Questions and reflections on #edutech

Having just returned from two days of educational stimulation and exhaustion at EduTech conference in Brisbane, I wonder; does anyone go to conferences like these seeking answers?  Do they arrive bright-eyed at the opening keynotes in anticipation of getting answers to all or even some of their school problems? Are they seeking a clear indication and plan for a future direction?  I hope not, as I believe they would come away disappointed.  It would be like bobbing for apples in a swimming pool.
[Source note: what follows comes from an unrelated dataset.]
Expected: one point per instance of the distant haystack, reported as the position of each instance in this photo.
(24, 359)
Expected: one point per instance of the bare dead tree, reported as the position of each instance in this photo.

The day after I returned, I was asked by my 84 year old dad (non-teaching background), “What was it all about?”. “Well, it was called EduTECH, so it was about Educational technology, but not really, it was more about how we have to change our schools and teaching because of technology.”

Other bloggers have described the content of the sessions in great detail and reflected on how this will impact on their teaching,  Kathy Turley and Simon McKenzie to name just two.   My note taking was too poor to produce such informative summaries for any readers here.  I was letting others on Twitter synthesise the main points and summarise the buzz (thanks to all #edutech contributors and summarised excellently here by Alex Semmens!).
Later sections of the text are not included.